Cela nécessite une attention
permanente sur plusieurs aspects.
Vu les besoins croissants, il
faut tout d’abord attirer suffisamment de jeunes et adapter constamment les
études aux nouveaux métiers. Ensuite, au sein des hôpitaux, il faut de
nouvelles formes d’organisation et de coordination du travail suite à la
multiplicité des statuts, des possibilités d’aménagement du temps de travail
et des fins de carrière. Enfin, les nouveaux avantages acquis pour les
travailleurs de la santé au niveau fédéral vont certainement susciter des
revendications dans les secteurs sociaux des communautés et des régions. In
fine, ce sera tout le non-marchand qui devra être refinancé.

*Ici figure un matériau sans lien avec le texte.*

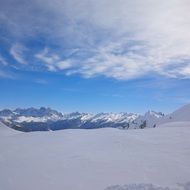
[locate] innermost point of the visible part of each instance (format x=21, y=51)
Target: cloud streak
x=17, y=52
x=121, y=39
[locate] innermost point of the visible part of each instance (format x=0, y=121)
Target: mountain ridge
x=43, y=119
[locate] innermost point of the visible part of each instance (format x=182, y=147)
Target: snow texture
x=99, y=159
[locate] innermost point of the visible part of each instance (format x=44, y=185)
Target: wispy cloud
x=3, y=61
x=17, y=51
x=8, y=75
x=53, y=61
x=118, y=39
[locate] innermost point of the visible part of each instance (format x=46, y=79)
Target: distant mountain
x=43, y=119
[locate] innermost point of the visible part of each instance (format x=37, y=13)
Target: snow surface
x=99, y=159
x=7, y=131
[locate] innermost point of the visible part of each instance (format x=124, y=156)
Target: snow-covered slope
x=44, y=119
x=6, y=131
x=100, y=159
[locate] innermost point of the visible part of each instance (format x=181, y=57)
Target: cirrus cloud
x=122, y=39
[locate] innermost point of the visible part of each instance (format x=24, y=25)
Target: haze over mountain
x=44, y=119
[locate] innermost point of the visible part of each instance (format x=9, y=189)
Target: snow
x=99, y=159
x=6, y=131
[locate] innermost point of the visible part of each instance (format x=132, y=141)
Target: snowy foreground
x=99, y=159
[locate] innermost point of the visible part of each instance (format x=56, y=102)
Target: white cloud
x=3, y=61
x=17, y=51
x=4, y=74
x=123, y=39
x=53, y=61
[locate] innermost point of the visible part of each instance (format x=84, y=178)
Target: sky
x=95, y=55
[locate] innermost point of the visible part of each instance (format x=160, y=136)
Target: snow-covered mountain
x=44, y=119
x=33, y=119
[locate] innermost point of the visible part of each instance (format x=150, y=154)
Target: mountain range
x=44, y=119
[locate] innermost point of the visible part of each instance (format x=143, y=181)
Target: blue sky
x=95, y=56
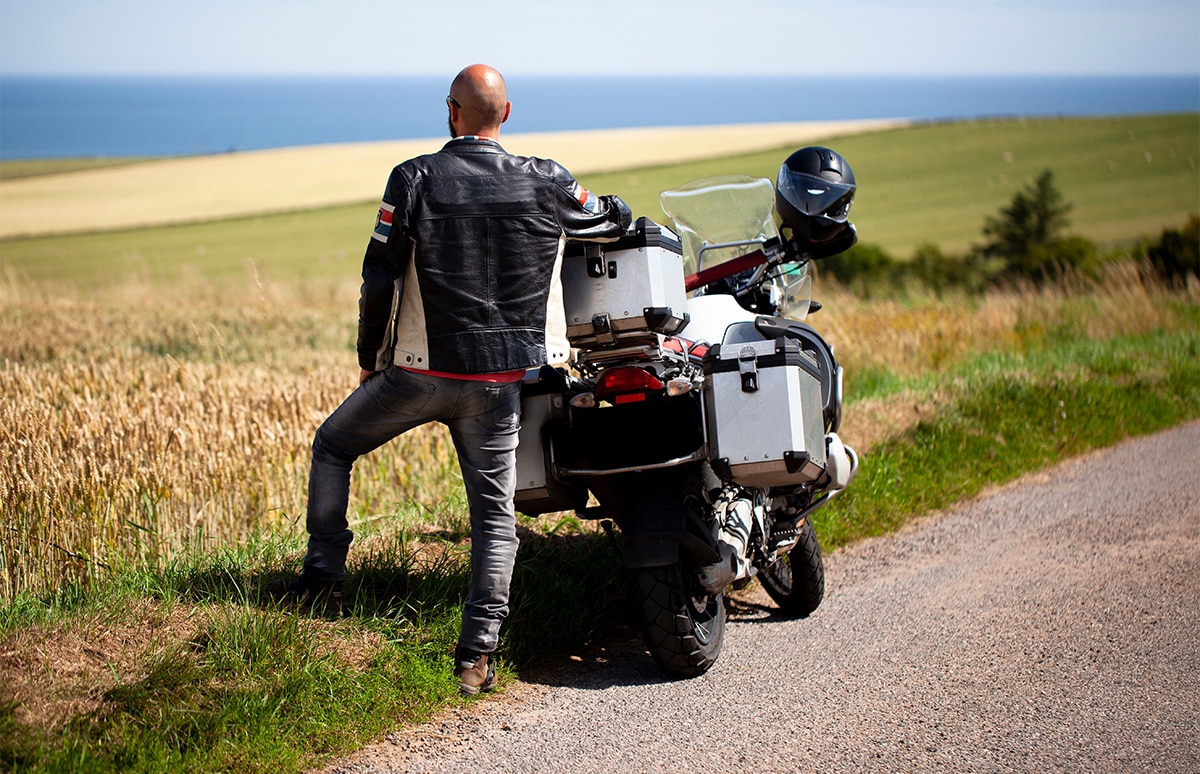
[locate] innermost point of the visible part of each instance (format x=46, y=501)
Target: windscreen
x=735, y=209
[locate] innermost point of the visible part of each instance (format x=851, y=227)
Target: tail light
x=628, y=384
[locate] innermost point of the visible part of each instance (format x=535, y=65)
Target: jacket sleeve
x=383, y=271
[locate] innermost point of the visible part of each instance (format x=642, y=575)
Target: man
x=460, y=295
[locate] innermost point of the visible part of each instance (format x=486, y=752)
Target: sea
x=45, y=117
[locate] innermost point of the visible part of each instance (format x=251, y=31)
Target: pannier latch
x=594, y=258
x=601, y=325
x=748, y=366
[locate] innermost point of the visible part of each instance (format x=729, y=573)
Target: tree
x=1026, y=233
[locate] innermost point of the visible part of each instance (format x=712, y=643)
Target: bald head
x=480, y=102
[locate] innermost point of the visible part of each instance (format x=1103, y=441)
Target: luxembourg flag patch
x=589, y=201
x=383, y=223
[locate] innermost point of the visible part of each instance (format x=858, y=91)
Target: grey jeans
x=484, y=419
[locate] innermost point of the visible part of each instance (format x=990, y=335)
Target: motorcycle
x=697, y=419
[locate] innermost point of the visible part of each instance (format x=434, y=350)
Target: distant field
x=1126, y=177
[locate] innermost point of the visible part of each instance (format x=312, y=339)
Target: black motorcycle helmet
x=814, y=192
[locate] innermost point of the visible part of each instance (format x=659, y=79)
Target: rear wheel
x=797, y=580
x=683, y=627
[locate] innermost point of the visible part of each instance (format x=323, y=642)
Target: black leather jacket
x=462, y=270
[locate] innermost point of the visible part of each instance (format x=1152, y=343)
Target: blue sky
x=603, y=37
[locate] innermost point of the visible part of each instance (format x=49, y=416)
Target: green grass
x=1012, y=413
x=1126, y=177
x=255, y=689
x=16, y=169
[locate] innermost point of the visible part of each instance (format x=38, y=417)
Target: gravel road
x=1050, y=625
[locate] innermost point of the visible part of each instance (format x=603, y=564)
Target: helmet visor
x=814, y=196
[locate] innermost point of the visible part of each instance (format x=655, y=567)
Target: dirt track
x=207, y=187
x=1053, y=625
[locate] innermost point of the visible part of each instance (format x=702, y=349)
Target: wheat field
x=141, y=424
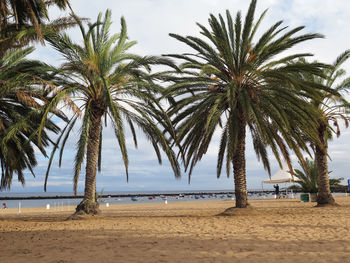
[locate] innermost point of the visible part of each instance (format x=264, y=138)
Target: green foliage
x=21, y=100
x=233, y=79
x=109, y=82
x=26, y=21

La norme de croissance de 4,5
% par an pour le budget des soins de santé sera-t-elle suffisante pour
financer les améliorations salariales ? Il faudra en tous les cas évaluer en
permanence le coût réel par rapport aux projections initiales.
Des soins de qualité
nécessitent du personnel soignant qualifié, motivé et en nombre suffisant.
La gestion des ressources humaines est donc essentielle pour la politique de
santé et nécessitera en permanence de nouveaux moyens.